EN OTAGE

La réalité n’a jamais autant pris en otage l’imagination qu’au cours de ces derniers jours. Nos désirs et nos rêves les plus fous sont dominés par une catastrophe invisible qui nous menace et nous confine, en nous liant les pieds et les mains au licol de la peur. (...)
Si les catastrophes du passé, en mettant sens dessus dessous l’ordre établi, incitaient à regarder l’impossible en face, les catastrophes modernes se limitent à creuser ultérieurement dans le possible. Au lieu d’ouvrir l’horizon et de mener loin, elles l’enferment et elles le clouent à ce qu’il y a de plus proche. L’imagination sauvage laisse le pas au risque calculé, faisant en sorte que l’on ne désire plus vivre une autre vie, mais que l’on ambitionne de survivre en gérant les dégâts.

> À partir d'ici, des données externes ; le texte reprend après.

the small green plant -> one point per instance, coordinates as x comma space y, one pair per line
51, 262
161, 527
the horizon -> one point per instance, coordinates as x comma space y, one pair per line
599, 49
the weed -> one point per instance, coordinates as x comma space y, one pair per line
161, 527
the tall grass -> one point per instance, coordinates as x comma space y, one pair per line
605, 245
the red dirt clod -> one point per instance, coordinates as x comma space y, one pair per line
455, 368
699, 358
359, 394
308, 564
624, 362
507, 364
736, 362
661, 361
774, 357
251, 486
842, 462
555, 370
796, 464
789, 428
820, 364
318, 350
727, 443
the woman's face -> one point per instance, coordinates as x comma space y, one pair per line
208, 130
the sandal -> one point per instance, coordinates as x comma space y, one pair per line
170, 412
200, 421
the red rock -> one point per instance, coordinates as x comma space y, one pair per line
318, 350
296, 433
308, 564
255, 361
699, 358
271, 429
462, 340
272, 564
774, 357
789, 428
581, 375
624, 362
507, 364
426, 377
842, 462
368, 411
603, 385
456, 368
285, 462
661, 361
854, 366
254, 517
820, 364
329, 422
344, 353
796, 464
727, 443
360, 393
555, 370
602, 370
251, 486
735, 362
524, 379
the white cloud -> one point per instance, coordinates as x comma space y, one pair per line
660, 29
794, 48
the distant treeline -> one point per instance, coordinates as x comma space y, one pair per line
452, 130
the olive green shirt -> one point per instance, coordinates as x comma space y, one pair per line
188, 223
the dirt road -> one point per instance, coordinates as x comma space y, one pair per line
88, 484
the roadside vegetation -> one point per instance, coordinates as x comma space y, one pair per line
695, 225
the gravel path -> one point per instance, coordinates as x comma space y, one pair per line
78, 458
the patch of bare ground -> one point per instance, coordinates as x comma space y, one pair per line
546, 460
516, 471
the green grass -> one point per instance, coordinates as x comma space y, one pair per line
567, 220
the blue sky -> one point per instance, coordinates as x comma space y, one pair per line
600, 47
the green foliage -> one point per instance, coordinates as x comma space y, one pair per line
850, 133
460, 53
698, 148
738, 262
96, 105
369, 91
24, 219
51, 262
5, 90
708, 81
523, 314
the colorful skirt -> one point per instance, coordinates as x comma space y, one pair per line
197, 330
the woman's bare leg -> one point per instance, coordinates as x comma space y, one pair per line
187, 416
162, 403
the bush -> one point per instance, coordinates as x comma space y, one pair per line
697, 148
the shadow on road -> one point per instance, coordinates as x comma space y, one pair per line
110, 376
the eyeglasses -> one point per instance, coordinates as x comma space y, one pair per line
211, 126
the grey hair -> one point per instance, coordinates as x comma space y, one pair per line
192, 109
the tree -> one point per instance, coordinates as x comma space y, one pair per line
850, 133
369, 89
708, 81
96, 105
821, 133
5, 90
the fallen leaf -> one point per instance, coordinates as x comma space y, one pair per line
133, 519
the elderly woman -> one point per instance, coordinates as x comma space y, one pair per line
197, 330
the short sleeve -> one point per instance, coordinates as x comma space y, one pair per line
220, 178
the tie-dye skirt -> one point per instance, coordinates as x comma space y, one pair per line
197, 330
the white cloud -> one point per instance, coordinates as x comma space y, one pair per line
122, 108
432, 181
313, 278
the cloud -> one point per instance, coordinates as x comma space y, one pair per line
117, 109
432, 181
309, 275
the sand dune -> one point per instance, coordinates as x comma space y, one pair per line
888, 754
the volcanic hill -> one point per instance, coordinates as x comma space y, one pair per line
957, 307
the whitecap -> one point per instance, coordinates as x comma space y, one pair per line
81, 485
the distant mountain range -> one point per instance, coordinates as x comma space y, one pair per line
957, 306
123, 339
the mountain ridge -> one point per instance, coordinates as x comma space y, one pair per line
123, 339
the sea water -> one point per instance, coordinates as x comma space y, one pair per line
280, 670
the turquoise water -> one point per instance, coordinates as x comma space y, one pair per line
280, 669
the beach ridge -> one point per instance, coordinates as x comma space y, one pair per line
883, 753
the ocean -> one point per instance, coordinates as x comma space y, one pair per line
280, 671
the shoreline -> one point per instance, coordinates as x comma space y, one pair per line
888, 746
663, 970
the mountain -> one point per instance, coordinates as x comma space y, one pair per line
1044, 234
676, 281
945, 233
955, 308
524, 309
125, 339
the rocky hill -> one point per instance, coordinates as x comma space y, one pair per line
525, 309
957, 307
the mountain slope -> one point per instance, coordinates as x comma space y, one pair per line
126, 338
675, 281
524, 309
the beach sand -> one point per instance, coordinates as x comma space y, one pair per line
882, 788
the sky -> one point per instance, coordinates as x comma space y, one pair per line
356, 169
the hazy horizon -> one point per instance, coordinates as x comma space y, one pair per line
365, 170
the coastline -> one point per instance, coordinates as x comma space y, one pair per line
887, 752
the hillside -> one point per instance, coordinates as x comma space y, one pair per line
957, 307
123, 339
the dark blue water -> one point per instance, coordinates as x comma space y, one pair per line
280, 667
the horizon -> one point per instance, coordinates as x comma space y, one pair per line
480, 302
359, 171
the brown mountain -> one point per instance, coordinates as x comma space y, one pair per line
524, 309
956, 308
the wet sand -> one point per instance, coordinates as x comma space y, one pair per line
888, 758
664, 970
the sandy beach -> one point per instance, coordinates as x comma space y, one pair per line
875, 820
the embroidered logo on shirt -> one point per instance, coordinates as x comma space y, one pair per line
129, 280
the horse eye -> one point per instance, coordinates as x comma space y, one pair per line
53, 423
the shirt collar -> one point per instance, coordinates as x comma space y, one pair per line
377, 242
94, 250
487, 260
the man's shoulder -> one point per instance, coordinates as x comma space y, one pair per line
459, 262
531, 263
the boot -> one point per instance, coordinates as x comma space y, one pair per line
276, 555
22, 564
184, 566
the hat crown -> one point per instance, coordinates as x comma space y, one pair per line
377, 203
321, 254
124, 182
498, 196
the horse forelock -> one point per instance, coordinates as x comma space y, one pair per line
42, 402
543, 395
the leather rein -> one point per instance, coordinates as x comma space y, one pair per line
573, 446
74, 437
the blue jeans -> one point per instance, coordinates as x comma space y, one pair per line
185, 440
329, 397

Les unes après les autres, les catastrophes qui ont eu lieu ces dernières décennies défilent devant nos yeux comme si elles n’étaient que des conséquences de la myopie technoscientifique et du mauvais gouvernement, à dépasser grâce à des techniciens et des politiciens plus attentifs et clairvoyants. Les catastrophes actuelles et celles du futur deviennent donc inévitables, ou pour le moins réductibles seulement à un contrôle toujours plus grand des activités humaines, placées dans des conditions d’urgence pérenne. L’effet de cette logique, c’est que les désastres « naturels » sont immédiatement oubliés et refoulés dans un contexte distant, comme si c’étaient des événements mineurs, alors que seuls les désastres « humains » occupent le centre de la scène d’un récit qui nous invite à accepter l’inacceptable. S’ils nous terrorisent, c’est exclusivement parce que notre survie physique en tant qu’espèce est menacée. Et c’est cela que l’on devrait craindre plus que toute autre chose, la catastrophe invisible de la soumission soutenable, de l’administration du désastre, celle qui enchaîne et paralyse notre envie démesurée de vivre en imposant des distances et des mesures de sécurité.